Is it a flower? A back-scratcher for use in some gargantuan shower? The severed limb of a creature with a fetish for chain-link jewellry? (I think that’s it for my free-association work.)

Is it a flower? A back-scratcher for use in some gargantuan shower? The severed limb of a creature with a fetish for chain-link jewellry? (I think that’s it for my free-association work.)

I cnanot think of anything deep to say about this one, except that it represents a day spent at home not doing much. This is a variable time of year; in mid-April in some other years I have been in Ljubljana, Melbourne and Windhoek, but this year all the spring travelling is already done.

So I’m trying to work this one out. Did someone simply not bother to overpaint, or remove, the entire sign? Or was the original commission a misunderstanding, and Kirklees County Council fully intended to warn drivers and others that around the corner they might encounter one or more specimens of Equus zebra? Inquiring minds want to know.

A trip out to the suburbs today: definitely not the former Communist blocks, more like leafy Hampstead or Carshalton (if this were London). Streets named after composers, big gardens and garages, that kind of thing. One thing I like about Berlin is that it’s all quite laid back: it certainly doesn’t have the over-energised manicness of some capital cities. Perhaps this shot captures that.

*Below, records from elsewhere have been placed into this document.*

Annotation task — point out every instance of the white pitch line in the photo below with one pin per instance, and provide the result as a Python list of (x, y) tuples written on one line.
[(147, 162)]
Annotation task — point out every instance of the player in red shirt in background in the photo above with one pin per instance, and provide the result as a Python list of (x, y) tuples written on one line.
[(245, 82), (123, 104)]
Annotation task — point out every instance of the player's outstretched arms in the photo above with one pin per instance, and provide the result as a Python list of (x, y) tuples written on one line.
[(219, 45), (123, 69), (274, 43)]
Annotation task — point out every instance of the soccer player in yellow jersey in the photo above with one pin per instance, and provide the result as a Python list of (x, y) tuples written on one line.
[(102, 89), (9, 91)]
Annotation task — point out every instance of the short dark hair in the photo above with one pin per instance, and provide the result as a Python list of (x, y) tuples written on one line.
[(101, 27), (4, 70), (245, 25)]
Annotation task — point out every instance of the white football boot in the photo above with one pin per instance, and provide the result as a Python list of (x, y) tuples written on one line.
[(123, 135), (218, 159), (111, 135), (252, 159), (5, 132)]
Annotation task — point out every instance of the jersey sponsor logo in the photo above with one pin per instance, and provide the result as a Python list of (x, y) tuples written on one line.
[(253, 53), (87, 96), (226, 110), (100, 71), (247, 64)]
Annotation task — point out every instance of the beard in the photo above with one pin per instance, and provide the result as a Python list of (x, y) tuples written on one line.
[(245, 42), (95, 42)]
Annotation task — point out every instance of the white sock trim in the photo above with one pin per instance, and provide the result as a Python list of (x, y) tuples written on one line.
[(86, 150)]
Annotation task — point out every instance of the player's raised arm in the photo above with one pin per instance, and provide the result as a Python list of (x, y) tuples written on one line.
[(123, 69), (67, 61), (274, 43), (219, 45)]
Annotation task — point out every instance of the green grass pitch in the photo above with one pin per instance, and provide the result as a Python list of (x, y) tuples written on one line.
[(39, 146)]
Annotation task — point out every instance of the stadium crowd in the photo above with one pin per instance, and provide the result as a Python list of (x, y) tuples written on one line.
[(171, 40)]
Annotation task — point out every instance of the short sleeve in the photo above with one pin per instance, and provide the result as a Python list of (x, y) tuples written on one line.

Berlin is where we’ve come for a few days. This part of it has been much changed in the last 36 years, for up until 1989, the Berlin Wall ran right through here: there is a marker on the road near this point, with the former Checkpoint Charlie (now a magnet for tourists and hustlers alike) just off shot to the right: though this was only a small and relatively insignificant part of the border infrastructure at this point on Friedrichstrasse. Nowadays these displays of photographs and maps are all that remain. The Wall retains such a significant place in the memory of people my age (and I’m not even German) but it only lasted 28 and a bit years (August 1961 – October 1989): Joe will be that age soon enough.

On 23rd March 2026, nothing happened. At least not to me anyway. Down there in town a blue truck parks itself in that gap we perceive in the buildings and offers something to look at. And so I get through another day.

I know my sister Vicki follows this blog, so let me say that it was, as always, nice to see them in Hebden Bridge tonight. This is a picture of her and Pete (the tattoos are the giveaway) and not one of a Thai corn ball, even though that does form the foreground.

For the second time in a week Bradford proves a decent choice for an evening out, even if it was a little wet, and the city can continue to ascend the rankings of Most Depicted Places on the blog, a list on which it now rises to 9th (see the stats). It is one of those northern towns which celebrated its Victorian wealth, here based on wool, by building a magnificent municipal headquarters of the kind no local authority or government would dare to risk now, for fear of being slagged off for misuse of public funds. But why not do it this way? Works for me.